Posté sur symbolisme

Repères entre les hommes et les femmes.

A qui profite la confusion des sexes?

Libération de la femme et consommation?

Autorité et phallus.

La loi et le père.

 

Le matérialisme et la féminisation

 

 

Des quatre éléments symboliques, la terre, l'eau, l'air et le feu, deux sont féminins et deux sont masculins. La terre et l'eau caractérisent la fécondité et la gestion naturelle de la nature. Si l'air et le feu participent aussi à cette nature c'est de façon moins visible. De même si l'idéalisme se rapproche de l'air et du feu, on ne peut nier que le matérialisme est plus proche de la terre et de l'eau. Mais voyons d'abord ce que l'on entend par matérialisme et idéalisme et quelles pourraient être les conséquences d'un bouleversement symbolique en regardant ce qui se passe dans les sociétés éthologiques, et particulièrement les insectes, les plus proches de la terre... 

 

Le matérialisme prend uniquement le matériel comme socle du savoir et de la connaissance, en ayant comme paysage de fond l’efficacité et la rentabilité. Cependant première remarque, le langage s’enracinant dans les symboles, le matérialisme dans son objectivité est dés le départ mal à l’aise avec  le support qu'il utilise, qui est la langue, à défaut de pouvoir utiliser un autre, disons plus objectif ...  Dans cette quête d'une réalité palpable qui lui échappe déjà dans les mots, le matérialisme part en déconfiture dans les théories physiques particulaires qui lui font, il faut le dire, de véritables pieds de nez et où il semble manquer un peu d'air! Mais voyons un peu sa généalogie et ses conséquences dans cette absence de visibilité qui caractérise la société de consommation et le capitalisme.

 

Le terme revient à Leibniz chez qui on le retrouve, en 1702. Avant lui, dans l'Antiquité, les premiers à se revendiquer, de cette approche, sont les  mécanistes avec Héraclite, Démocrite, Diogène, Epicure et Lucrèce. On a souvent réduit  le matérialisme des philosophes de l'Antiquité à  la continuité de la matière et  bien avant l’heure à l’hypothèse de l’atome. Cependant avec Diogène et  Laërce, on est tout de même étonné de voir que les philosophes  matérialistes de l'Antiquité sont surtout préoccupés d'éthique… Dés le départ ce courant de pensée utilise la seule matière et le seul réel, pour la connaissance et  le savoir. Il n’y a donc que la matière et tout doit être expliqué par elle, si ce n’est aujourd’hui, du moins dans le futur. Ici se trouve la base fondamentale du matérialisme. Pour Platon, les stoïciens et les pères de l'Église chrétienne, sans oublier Kant et Hegel,  la vérité se trouve, par elle-même, en dehors de la matière et de ce qui est visible, on l’atteint par la pensée et par l’esprit. On peut d’ailleurs rattacher Einstein à ce courant de pensée,  « l’Univers m’apparaît comme une pensée », écrivait-il, ou encore « Dieu ne joue pas aux dés », renvoyant élégamment le hasard, à une signification plus restreinte.  Cette approche est  spirituelle dans son sens le moins réducteur. Le monde matériel n’est qu’une représentation imparfaite de la vérité qui le soutient. Par opposition aux matérialistes, ce courant de pensé s’appelle l’idéalisme.  La différence est de taille. Cependant, il faut le noter,  plus on remonte dans la physique particulaire, et plus la « matière » se dématérialise et  prend des structures plus proche de la pensée. Jusqu’où se dématérialise-t-elle... Se pourrait-il que se soit jusqu'à la Pensée, elle même?
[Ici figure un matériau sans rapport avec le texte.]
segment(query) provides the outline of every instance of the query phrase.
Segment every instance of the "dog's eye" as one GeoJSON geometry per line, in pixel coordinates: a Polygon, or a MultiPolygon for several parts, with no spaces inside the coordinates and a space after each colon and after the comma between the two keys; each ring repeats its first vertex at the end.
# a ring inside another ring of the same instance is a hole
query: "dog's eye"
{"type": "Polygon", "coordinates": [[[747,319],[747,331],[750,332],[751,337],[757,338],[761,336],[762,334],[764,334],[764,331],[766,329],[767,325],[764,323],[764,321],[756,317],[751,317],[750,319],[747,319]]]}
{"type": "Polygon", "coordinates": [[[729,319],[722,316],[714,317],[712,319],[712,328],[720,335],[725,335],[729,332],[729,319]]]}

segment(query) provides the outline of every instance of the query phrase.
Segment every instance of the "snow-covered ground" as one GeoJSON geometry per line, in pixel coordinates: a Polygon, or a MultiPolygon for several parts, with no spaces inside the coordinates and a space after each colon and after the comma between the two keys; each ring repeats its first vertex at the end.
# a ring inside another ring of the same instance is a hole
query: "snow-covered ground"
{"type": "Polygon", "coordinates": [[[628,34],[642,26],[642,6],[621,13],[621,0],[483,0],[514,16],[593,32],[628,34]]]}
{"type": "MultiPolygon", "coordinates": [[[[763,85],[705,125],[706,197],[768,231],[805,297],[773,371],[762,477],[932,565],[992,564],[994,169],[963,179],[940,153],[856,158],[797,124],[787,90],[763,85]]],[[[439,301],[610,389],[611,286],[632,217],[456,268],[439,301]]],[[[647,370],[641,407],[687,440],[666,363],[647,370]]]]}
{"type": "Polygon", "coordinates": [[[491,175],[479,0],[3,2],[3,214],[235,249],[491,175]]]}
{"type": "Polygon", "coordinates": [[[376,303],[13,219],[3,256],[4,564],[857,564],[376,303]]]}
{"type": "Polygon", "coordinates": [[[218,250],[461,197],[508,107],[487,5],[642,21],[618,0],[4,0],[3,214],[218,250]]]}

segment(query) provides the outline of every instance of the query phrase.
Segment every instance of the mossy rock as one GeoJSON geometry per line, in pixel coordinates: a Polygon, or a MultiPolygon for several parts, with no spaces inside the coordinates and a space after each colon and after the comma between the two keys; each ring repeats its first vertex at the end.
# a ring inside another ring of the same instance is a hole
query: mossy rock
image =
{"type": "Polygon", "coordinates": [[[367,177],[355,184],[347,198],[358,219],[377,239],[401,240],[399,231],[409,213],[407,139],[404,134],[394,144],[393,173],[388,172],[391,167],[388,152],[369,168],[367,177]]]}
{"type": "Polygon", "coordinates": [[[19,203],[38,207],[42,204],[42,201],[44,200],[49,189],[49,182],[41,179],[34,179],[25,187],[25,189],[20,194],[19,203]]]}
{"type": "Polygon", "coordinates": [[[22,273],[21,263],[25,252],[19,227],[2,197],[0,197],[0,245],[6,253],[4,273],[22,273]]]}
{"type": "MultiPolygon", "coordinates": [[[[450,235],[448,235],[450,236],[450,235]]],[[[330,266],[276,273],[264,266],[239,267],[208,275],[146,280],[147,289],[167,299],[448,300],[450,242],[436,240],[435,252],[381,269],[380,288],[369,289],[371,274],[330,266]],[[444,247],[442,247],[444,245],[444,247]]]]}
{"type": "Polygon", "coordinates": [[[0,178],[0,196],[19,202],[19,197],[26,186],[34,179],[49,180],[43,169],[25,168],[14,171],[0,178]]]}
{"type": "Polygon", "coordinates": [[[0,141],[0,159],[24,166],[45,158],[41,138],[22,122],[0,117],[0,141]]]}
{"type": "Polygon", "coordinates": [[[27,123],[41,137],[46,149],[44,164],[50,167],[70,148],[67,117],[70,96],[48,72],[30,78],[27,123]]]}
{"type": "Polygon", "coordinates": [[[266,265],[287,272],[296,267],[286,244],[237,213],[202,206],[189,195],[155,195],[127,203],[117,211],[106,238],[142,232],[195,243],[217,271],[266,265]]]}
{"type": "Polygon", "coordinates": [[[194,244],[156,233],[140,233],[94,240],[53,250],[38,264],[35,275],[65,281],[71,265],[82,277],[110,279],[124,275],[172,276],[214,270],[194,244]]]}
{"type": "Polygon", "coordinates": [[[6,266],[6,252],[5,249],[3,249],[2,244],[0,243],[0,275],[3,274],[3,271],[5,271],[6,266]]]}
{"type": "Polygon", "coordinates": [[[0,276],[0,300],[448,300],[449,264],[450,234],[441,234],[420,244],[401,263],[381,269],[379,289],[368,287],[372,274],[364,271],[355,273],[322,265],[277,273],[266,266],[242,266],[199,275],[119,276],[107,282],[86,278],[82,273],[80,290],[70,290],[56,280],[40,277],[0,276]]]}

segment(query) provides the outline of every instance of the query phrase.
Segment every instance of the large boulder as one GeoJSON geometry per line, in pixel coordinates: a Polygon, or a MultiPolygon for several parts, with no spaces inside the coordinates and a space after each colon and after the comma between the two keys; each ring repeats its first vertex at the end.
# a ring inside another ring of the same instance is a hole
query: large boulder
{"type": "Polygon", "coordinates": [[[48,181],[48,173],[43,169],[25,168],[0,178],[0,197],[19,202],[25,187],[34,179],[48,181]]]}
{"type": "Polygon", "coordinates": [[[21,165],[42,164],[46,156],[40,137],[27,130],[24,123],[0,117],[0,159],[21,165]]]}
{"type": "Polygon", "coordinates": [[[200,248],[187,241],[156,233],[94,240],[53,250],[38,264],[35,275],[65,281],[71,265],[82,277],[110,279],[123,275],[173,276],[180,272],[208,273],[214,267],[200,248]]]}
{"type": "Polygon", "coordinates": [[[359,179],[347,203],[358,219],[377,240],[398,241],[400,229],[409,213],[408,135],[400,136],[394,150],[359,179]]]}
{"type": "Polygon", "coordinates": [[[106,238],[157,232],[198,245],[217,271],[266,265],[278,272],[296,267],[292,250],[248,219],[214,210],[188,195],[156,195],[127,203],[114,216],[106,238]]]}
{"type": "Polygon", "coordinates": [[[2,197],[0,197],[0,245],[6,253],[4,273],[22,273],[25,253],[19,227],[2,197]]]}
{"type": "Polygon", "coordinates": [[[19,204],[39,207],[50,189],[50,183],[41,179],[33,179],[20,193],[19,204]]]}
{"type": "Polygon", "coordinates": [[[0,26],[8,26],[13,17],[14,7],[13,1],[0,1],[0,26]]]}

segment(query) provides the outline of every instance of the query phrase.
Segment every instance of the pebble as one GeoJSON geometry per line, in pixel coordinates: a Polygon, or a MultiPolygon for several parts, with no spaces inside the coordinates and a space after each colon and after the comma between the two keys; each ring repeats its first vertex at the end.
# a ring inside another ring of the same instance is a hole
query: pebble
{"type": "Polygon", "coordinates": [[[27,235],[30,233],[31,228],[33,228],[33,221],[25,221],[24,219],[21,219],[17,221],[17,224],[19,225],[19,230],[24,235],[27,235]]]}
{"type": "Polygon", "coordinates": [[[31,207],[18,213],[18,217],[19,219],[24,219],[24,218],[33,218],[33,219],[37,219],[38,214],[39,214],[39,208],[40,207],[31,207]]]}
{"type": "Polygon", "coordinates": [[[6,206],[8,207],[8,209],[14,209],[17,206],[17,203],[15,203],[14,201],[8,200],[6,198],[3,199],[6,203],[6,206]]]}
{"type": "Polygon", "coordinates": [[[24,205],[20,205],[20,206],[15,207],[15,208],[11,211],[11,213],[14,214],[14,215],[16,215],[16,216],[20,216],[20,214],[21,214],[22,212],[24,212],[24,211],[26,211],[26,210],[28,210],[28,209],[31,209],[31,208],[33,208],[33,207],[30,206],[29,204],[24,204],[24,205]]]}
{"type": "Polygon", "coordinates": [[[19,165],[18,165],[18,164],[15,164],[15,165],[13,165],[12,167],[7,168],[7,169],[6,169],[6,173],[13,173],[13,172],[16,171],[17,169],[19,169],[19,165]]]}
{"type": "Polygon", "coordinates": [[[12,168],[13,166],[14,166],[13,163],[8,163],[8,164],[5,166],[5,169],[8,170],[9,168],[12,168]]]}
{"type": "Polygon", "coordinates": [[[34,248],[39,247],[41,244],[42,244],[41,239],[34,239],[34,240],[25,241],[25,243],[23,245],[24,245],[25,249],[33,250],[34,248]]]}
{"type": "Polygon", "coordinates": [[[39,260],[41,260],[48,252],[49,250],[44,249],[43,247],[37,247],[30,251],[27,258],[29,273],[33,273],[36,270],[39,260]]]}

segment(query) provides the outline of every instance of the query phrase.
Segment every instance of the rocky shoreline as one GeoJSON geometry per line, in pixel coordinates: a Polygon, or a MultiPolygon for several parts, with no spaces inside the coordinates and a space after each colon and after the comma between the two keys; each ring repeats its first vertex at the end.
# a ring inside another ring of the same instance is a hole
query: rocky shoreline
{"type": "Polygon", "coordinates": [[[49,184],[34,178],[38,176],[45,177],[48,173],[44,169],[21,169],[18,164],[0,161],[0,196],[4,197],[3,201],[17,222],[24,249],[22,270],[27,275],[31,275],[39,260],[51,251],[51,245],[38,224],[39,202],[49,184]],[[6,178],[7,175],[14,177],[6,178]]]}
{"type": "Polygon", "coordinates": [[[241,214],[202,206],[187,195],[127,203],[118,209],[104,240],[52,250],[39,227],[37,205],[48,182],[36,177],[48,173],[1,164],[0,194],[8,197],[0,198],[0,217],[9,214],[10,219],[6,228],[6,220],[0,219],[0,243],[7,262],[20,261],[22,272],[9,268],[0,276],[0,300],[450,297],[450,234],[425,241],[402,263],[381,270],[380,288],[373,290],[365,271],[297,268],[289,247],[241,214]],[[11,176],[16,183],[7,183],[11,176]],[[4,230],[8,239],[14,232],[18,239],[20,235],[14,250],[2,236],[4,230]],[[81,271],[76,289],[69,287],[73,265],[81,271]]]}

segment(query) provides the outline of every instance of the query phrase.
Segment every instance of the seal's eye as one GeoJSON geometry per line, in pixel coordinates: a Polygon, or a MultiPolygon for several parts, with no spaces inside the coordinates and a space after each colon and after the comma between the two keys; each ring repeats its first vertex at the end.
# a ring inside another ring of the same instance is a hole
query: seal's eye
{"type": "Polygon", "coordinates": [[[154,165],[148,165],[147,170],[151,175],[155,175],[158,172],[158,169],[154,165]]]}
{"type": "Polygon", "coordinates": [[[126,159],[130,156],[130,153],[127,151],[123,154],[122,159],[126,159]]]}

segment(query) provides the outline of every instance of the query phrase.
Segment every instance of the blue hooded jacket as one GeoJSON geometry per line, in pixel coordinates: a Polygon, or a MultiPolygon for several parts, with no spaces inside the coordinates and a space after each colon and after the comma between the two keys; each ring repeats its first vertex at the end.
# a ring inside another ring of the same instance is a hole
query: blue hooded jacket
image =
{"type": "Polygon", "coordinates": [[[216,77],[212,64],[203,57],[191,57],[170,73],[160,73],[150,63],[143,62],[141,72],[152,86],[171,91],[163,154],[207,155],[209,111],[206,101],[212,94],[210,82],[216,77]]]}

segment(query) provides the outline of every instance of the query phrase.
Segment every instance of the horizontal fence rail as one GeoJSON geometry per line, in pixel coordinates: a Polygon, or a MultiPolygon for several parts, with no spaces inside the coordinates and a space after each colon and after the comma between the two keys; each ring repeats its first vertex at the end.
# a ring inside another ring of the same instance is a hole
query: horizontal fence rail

Les conséquences du matérialisme sur le paradigme de la  civilisation actuelle sont considérables. En effet  la vérité se limite, en raison d’une certaine lenteur du progrès technique, aux  dernières innovations, mais surtout dans leurs derniers maquillages commerciaux. Cette quête a été accentuée, dans les générations montantes,  en raison des pédagogies qui ont été mises en place dans les années soixante dix et qui ont privilégiées les seules réalités observables, en minimisant ou en discréditant toute autre approche.

 

Mais le matérialisme fait aussi dans l'éthique, voyons un peu ce que l'on entend par  matérialisme éthique.

 Il  ramène la question de la  morale, elle-même, entièrement au matériel. Pour lui, rien n'est transcendant ou universel. Tout est culturel et lié à l'espèce. Là aussi, aucune piste n’est donnée sur la nature des archétypes.  A noter ici et ceci est un élément déterminant de mon hypothèse que le matérialisme pourrait revenir, en psychanalyse, à un retour in utero. Probablement par peur de s’égarer, ou par souci d’efficacité et de rentabilité…. L’éthique s’étudie alors comme la matière.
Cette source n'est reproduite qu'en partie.